Guerra y elecciones
¿Ha influido la guerra de Irak en las elecciones municipales y autonómicas? A falta de encuestas poselectorales, cabe considerar que el efecto guerra ha resultado marginal en unos comicios dominados por otros factores. Quizás la política de Aznar en el conflicto haya servido para movilizar una parte del electorado de la izquierda, pero esta perspectiva ha impulsado, como reacción, a parte de los votantes del PP a movilizarse. El Partido Popular ha tenido suerte: si la guerra hubiera tenido la misma duración que la del Golfo de 1991, 61 días, hubiera alcanzado casi de lleno los comicios. Pero no ha sido así. Ha sido una guerra rápida, y prácticamente no vista en sus efectos más devastadores. Y permitió al PP agitar la bandera de la lucha contra el terrorismo, aunque no tuviera que ver nada con la guerra antes de que ésta se produjera. Posiblemente sí después.
El movimiento del no a la guerra fue esencialmente social, casi espontáneo, y no estructurado ni canalizado políticamente. Menos, desde luego, que el caso del Prestige o la huelga general de origen sindical antes que político. Esto quedó reflejado en las encuestas que se publicaron por entonces: con la crisis de Irak, el PP bajó en intenciones de votos, pero no subió un PSOE obsesionado por evitar que Izquierda Unida le adelantara en su posición contra la guerra. Pasada ésta, y pese a las dificultades de la posguerra, aunque persista el descontento (que también ha bajado), se han disipado sus efectos políticos.

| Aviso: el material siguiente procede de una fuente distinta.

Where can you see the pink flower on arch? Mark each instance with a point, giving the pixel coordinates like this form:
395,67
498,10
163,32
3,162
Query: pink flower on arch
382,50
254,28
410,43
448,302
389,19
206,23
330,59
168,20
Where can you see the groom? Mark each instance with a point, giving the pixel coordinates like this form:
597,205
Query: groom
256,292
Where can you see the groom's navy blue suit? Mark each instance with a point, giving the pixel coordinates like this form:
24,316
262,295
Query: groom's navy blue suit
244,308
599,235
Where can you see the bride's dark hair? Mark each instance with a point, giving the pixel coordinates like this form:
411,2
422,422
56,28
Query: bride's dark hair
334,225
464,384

Lo que lleva ahora a plantearse si, tras las elecciones, va a persistir el Gobierno de Aznar en su política exterior y de seguridad, o, por lo contrario, va a encauzarla hacia aguas más propias del consenso habitual. La cuestión del tipo de relaciones a mantener con la Administración de Bush es quizás la central. Son numerosos los norteamericanos que preguntan si esta política va a persistir después de Aznar (gobierne su sucesor como candidato del PP o Rodríguez Zapatero) y si realmente tienen que estar agradecidos al actual presidente del Gobierno o a "España". Es una cuestión abierta. Mientras, la cuestión que ha surgido es hasta qué punto puede el Gobierno llevar a cabo una política exterior de espaldas al Ministerio (no a la ministra) de Asuntos del ramo, y con una gran parte de ese complicado mundo de los diplomáticos en contra.

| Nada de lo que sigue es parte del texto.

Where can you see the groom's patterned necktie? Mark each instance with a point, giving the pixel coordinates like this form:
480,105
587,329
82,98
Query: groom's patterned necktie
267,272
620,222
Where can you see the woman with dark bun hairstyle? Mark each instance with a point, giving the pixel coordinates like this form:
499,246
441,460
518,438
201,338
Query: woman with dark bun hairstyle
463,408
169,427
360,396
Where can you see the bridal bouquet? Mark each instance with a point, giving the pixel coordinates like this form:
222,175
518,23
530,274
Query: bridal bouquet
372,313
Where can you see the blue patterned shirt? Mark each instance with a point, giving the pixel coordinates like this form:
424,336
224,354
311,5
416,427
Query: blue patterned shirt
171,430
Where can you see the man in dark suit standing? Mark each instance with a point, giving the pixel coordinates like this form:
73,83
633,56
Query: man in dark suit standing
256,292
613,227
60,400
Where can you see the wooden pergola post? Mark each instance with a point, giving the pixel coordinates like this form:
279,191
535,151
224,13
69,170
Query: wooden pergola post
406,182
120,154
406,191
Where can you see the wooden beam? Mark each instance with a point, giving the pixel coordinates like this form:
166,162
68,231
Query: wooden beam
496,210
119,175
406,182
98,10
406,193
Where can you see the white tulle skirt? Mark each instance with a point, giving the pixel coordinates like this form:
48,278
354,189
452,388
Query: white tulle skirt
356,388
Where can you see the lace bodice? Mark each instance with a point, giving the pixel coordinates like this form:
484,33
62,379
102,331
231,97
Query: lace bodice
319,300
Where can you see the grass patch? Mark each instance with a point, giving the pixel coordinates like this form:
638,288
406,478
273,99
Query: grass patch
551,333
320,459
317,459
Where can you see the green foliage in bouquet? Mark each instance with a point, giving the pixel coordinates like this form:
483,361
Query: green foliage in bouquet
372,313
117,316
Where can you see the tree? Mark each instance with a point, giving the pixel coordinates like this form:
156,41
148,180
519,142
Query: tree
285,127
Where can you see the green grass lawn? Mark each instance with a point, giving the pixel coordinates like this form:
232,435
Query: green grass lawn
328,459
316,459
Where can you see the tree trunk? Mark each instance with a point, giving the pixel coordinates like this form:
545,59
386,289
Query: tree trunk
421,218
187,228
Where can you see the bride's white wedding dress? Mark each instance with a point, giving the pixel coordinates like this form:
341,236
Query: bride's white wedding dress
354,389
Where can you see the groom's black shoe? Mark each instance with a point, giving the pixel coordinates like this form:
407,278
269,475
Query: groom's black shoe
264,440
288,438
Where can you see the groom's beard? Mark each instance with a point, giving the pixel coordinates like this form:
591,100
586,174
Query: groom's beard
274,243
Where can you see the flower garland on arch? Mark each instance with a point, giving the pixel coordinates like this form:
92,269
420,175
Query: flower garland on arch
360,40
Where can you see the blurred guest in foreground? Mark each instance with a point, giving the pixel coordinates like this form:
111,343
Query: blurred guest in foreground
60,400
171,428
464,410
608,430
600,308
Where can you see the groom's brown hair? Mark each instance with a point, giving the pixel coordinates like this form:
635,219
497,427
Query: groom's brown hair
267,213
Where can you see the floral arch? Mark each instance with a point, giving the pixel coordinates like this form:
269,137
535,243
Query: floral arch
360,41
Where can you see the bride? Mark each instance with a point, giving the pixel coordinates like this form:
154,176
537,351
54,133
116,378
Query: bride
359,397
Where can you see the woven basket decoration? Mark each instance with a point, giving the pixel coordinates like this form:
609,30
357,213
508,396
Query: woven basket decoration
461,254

En otros ámbitos, ya antes del 25-M, Aznar marcó algunas distancias respecto a EE UU, por ejemplo, en su recibimiento a Jatamí (pese a algunos comentaristas más fundamentalistas que el presidente iraní) o en su tratamiento de Siria. Y especialmente en su enfoque del proceso de paz entre palestinos e israelíes. La visita de Ana Palacio, como antes la del Alto Representante europeo, Javier Solana, a Arafat, en contra de Sharon, va también en esa dirección. Con Marruecos, afortunadamente el entendimiento se estaba recomponiendo, y el atentado en Casablanca puede haber contribuido aún más a él, aunque persistan muchos problemas. Falta, también, reconstruir las relaciones con México, dañadas cuando el presidente del Gobierno pasó por la capital de camino al rancho tejano de George Bush.
Y en cuanto a Europa, además de las negociaciones propias de la Convención constitucional, Aznar abogó este mismo mes ante un grupo de senadores de EE UU en favor del entendimiento de Washington con Francia y Alemania. ¿Será suficiente para rehacer el consenso o las relaciones con París y Berlín? Probablemente no, y las confesiones a Timothy Garton Ash muestran un Aznar con una visión poco europeísta, o si se prefiere, con otro europeísmo.
Todo lleva a pensar que en la recta final de su mandato se verá a un Aznar hiperactivo en el terreno exterior. Podemos asistir al efecto contrario al que la guerra ha producido en Blair: casi una parálisis en el tema europeo. Salvo que el británico sorprenda convocando un referéndum sobre el euro.